Donald Trump vented his frustration with media, voters and fellow Republicans – and forced the resignation of his Attorney General – the morning after the Democratic Party regained control of the House of Representatives.
Mr Trump’s Republicans were battered by a major swing in the House by midterm voters, but added to their Senate majority and won some key races for governor.
The mixed verdict, in what was billed as a referendum on the Trump administration, promises to curb Mr Trump’s aggressive policies on immigration and trade, and open control of oversight committees with the ability to subpoena and investigate the President.
House Democratic leader Nancy Pelosi, who is likely to become the next speaker in the House, spoke of “a new day in America.”
The Democrats have so far gained 26 seats in the House of Representatives, three more than the 23 needed to gain control.
The Republicans gained two seats in the Senate and have 51 to the Democrats 45, with four seats still to be called.
Added to the loss of the House of Representatives majority, Mr Trump’s Attorney General Jeff Sessions announced he had resigned at the President’s “request”.
Mr Trump announced in tweet that he was naming Mr Sessions’ chief of staff, Matthew Whitaker, as acting attorney general.
The twin moves set up a showdown with Special Counsel Robert Mueller whose investigation into Trump campaign links to Russia is moving into its final phase.
While the election result will force the President to engage in bipartisan politics for the first time, Mr Trump told a chaotic media conference Thursday morning (AEST) that the midterms were a win for him and the Republicans.
A visibly tired Mr Trump described the Republicans’ expanded majority in the Senate as a history-defying feat of political prowess.

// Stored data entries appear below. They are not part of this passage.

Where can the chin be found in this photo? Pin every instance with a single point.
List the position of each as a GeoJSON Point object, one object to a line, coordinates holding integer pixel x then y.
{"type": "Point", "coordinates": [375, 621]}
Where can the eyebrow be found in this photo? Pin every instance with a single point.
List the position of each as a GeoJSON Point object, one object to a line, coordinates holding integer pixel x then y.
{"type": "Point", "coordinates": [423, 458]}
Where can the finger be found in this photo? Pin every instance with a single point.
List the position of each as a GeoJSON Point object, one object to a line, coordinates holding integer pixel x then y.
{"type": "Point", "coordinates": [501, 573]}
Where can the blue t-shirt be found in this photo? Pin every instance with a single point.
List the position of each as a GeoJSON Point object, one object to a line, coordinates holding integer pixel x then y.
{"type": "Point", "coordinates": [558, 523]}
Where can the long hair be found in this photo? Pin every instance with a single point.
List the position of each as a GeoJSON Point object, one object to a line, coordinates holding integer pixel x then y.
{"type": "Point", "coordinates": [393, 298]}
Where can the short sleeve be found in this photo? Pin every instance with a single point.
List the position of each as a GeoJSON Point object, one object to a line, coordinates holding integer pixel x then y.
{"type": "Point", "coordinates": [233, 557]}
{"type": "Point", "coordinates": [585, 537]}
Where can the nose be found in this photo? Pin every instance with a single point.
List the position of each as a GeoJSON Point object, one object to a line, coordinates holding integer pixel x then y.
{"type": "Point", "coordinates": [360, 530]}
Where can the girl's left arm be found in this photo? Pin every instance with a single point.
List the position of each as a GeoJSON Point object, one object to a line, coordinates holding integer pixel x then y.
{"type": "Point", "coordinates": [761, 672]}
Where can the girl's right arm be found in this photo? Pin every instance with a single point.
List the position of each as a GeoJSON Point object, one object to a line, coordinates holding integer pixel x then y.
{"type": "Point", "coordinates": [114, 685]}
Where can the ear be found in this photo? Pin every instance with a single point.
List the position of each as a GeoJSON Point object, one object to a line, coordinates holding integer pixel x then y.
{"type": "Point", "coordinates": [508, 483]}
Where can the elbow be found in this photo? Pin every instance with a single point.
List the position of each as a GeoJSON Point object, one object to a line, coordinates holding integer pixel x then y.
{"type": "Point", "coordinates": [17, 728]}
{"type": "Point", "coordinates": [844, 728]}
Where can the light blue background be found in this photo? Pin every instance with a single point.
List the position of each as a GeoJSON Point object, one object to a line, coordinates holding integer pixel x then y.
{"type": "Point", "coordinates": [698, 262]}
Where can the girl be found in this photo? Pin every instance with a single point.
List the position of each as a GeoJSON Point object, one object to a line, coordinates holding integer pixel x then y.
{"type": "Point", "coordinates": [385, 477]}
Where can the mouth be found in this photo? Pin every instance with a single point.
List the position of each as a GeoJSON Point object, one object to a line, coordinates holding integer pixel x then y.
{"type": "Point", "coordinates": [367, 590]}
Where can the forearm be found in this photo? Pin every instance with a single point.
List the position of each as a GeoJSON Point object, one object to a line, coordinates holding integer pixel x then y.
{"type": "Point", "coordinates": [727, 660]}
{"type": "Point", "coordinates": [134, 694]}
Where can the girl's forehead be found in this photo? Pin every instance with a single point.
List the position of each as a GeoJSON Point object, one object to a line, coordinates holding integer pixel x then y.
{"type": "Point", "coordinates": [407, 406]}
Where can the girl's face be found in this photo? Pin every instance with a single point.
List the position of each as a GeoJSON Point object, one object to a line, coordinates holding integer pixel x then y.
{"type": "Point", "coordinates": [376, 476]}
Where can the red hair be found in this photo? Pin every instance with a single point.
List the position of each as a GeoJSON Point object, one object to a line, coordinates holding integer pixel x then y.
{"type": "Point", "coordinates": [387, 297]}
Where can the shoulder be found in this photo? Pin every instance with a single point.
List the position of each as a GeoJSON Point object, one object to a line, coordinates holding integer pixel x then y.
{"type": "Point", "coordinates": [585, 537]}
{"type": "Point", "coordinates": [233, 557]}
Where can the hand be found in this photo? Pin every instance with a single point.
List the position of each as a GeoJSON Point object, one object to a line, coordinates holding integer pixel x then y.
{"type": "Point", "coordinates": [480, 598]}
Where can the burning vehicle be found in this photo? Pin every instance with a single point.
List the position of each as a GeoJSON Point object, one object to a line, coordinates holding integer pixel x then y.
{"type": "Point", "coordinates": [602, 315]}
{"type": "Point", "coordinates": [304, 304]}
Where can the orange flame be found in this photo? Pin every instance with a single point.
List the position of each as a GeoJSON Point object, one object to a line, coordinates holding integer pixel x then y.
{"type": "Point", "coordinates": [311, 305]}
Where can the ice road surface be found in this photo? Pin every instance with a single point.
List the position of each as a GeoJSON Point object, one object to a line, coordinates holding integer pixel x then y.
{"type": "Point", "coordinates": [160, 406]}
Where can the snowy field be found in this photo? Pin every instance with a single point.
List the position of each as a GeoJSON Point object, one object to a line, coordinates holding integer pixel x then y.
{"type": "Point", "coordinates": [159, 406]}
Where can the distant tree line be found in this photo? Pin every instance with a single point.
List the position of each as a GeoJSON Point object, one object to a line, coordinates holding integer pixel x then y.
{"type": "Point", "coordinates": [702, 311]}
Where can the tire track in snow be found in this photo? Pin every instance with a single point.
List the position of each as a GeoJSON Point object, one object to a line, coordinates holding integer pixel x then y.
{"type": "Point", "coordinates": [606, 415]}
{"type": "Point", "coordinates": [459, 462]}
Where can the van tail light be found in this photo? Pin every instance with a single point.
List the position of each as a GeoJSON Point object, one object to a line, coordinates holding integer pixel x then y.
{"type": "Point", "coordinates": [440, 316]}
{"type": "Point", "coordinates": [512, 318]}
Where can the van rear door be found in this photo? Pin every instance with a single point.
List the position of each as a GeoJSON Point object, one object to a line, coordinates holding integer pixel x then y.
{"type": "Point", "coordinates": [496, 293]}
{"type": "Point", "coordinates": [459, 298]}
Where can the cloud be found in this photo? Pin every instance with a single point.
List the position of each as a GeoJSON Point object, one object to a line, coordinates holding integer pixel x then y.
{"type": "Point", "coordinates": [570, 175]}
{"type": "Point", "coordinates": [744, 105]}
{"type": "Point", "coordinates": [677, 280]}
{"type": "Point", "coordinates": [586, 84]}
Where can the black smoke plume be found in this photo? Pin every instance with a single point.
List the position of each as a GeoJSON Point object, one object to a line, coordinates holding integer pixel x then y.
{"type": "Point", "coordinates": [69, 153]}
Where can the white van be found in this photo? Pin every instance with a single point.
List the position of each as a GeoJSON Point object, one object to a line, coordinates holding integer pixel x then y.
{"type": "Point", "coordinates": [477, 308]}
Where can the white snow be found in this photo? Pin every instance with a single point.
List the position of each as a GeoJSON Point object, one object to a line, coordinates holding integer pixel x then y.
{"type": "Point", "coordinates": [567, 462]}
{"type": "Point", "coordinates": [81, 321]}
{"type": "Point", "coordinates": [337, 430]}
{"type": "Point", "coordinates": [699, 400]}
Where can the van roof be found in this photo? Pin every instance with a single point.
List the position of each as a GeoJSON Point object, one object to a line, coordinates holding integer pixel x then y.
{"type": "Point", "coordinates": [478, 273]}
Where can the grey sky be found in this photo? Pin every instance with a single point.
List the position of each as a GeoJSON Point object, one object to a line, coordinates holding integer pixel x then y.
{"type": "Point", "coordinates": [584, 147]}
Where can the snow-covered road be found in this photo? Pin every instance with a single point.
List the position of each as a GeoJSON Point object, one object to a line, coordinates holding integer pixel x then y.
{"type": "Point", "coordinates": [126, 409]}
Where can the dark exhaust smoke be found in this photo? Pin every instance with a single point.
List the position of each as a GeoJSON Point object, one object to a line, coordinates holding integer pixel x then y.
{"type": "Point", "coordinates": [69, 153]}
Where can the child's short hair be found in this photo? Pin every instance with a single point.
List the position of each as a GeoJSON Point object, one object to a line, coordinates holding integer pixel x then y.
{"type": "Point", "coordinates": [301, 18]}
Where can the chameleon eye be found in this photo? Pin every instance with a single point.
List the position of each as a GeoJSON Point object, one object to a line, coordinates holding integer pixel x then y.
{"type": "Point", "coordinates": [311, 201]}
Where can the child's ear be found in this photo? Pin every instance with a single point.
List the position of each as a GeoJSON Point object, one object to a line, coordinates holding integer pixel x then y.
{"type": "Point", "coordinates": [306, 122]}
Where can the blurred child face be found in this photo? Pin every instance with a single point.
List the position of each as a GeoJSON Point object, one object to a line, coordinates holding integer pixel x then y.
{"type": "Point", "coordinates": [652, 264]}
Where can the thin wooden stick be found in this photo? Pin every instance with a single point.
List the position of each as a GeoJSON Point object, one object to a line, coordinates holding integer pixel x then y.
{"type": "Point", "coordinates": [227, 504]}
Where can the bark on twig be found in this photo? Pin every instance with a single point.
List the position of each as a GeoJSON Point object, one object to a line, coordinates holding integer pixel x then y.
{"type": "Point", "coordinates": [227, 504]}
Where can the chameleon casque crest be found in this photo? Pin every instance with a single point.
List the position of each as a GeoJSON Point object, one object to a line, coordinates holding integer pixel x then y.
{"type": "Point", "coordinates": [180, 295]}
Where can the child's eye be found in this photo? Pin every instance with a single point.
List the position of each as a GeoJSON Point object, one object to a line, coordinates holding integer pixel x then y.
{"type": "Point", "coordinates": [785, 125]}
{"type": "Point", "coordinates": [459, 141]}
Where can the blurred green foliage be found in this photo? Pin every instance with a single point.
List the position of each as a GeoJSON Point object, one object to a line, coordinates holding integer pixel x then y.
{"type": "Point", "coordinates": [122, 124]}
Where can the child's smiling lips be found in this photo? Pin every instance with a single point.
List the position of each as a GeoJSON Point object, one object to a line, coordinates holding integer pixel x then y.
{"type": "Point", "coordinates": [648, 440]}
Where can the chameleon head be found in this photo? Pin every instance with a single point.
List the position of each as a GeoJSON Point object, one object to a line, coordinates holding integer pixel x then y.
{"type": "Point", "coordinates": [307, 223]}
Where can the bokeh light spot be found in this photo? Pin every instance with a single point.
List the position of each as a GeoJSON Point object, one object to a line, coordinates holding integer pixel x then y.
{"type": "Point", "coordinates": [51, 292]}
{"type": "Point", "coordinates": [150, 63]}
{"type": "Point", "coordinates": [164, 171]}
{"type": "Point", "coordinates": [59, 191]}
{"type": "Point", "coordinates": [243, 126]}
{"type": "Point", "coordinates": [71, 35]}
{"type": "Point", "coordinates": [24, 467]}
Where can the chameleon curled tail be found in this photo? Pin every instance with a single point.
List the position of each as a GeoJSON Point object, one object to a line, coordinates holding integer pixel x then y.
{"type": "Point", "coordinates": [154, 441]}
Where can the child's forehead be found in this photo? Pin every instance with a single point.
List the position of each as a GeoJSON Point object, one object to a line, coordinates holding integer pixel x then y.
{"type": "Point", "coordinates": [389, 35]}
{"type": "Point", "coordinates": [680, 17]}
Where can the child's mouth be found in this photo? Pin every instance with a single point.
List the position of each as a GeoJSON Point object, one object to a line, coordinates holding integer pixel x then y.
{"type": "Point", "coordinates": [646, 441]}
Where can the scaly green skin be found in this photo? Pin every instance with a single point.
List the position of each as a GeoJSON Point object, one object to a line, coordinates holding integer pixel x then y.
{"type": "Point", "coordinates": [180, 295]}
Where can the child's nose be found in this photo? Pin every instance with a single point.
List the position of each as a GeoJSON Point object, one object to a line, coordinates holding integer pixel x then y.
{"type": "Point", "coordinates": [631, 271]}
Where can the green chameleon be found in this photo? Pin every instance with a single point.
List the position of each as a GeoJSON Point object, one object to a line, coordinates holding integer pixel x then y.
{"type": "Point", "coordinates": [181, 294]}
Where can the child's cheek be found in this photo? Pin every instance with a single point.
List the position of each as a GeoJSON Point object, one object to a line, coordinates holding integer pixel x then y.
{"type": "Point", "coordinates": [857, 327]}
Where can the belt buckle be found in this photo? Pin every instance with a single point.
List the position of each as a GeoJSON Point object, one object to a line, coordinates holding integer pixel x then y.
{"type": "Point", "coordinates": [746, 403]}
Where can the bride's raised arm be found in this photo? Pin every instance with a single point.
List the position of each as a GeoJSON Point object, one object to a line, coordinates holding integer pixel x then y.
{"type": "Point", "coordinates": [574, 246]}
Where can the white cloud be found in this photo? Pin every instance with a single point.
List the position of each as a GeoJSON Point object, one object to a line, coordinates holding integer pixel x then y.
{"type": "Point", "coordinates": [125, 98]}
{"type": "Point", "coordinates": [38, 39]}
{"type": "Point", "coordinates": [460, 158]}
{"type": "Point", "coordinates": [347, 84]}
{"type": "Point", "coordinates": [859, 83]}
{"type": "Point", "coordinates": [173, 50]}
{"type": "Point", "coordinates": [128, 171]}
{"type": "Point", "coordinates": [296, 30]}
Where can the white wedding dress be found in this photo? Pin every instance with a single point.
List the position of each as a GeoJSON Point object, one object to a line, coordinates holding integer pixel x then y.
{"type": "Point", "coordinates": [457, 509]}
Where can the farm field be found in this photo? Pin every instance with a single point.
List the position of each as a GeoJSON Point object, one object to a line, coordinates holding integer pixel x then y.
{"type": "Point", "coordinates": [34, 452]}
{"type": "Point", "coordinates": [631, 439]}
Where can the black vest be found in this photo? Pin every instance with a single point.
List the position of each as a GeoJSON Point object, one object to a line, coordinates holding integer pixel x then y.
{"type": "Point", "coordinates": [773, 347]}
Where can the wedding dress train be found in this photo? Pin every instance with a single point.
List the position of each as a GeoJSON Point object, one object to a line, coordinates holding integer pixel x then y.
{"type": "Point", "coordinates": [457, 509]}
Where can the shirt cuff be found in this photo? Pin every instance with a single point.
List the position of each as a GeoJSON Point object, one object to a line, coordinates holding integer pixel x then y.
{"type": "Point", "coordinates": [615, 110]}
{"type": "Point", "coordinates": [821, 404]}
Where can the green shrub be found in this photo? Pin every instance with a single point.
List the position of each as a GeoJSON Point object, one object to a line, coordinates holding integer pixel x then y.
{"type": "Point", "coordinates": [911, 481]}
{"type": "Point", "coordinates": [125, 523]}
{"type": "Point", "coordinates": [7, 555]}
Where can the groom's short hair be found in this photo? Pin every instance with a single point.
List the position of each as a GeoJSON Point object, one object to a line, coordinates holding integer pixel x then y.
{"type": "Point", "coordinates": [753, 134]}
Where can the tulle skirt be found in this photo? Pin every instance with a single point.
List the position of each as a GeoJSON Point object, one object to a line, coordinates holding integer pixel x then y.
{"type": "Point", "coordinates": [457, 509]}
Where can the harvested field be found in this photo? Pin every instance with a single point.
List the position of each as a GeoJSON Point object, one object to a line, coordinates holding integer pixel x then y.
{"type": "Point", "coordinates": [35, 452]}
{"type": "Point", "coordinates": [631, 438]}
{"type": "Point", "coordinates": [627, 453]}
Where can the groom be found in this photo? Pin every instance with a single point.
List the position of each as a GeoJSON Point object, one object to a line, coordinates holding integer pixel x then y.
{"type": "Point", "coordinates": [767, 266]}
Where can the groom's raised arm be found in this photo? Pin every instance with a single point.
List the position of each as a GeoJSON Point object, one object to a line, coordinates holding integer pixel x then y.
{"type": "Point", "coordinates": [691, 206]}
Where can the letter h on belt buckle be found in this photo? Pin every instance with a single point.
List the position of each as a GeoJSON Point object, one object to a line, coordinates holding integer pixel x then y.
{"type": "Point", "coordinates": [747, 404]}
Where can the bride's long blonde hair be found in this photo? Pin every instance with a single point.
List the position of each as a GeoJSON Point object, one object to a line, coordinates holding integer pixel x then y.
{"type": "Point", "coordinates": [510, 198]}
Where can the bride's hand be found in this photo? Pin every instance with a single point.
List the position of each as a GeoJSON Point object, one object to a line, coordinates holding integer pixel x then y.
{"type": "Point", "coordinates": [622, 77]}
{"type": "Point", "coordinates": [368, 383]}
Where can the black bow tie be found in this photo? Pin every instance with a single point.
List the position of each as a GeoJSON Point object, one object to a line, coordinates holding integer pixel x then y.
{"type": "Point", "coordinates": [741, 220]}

We “dramatically outperformed historical precedents,” he said, despite what he called a “very dramatic fundraising disadvantage” and “very hostile media coverage, to put it mildly”.
Asked what he had learnt from the election result, Mr Trump said: “I think people like me. I think people like the job I’m doing.”
But after initially speaking of unity and bipartisanship, Mr Trump’s mood quickly changed as he lashed out at a “hostile media” and engaged in a spiteful exchange with one reporter, calling him “rude”, and ordering other journalists to “sit down”.
The President took offence at CNN reporter Jim Acosta as he tried to ask a follow-up question, saying: “CNN should be ashamed of itself having you working for them. You are a very rude person … the way you treat Sarah Huckabee is…”
Mr Trump demanded the microphone be taken away from Mr Acosta, prompting a female aide to stand up and try to wrench it from the journalist’s hand.
— The Hill (@thehill) November 7, 2018
Mr Trump later said he was “insulted” after PBS NewsHour’s Yamiche Alcindor asked him about white nationalists being emboldened by the President labelling himself a “nationalist”.
“That’s such a racist question,” he said.
Trump also took the unusual step of mocking Republican candidates who kept their distance from him during the midterm campaign because of concerns that his divisive messages on immigration would turn off voters.
“Carlos Curbelo, Mike Coffman – too bad, Mike,” he said, referring to the losing Florida Republican congressmen and Colorado contests.
Mr Trump also shrugged off new threats of investigations into his finances from a Democratic-led House, warning “investigate me, and I’ll investigate you — and the government will grind to a halt”.
Later in the media conference, Mr Trump was forced to deny claims by his former personal lawyer Michael Cohen that he had made racist remarks in the past.
“That’s false,” Mr Trump said as the reporter began his question.
“I would never do that and I don’t use racist remarks,” he said, adding that if he did, “you would’ve known about it.”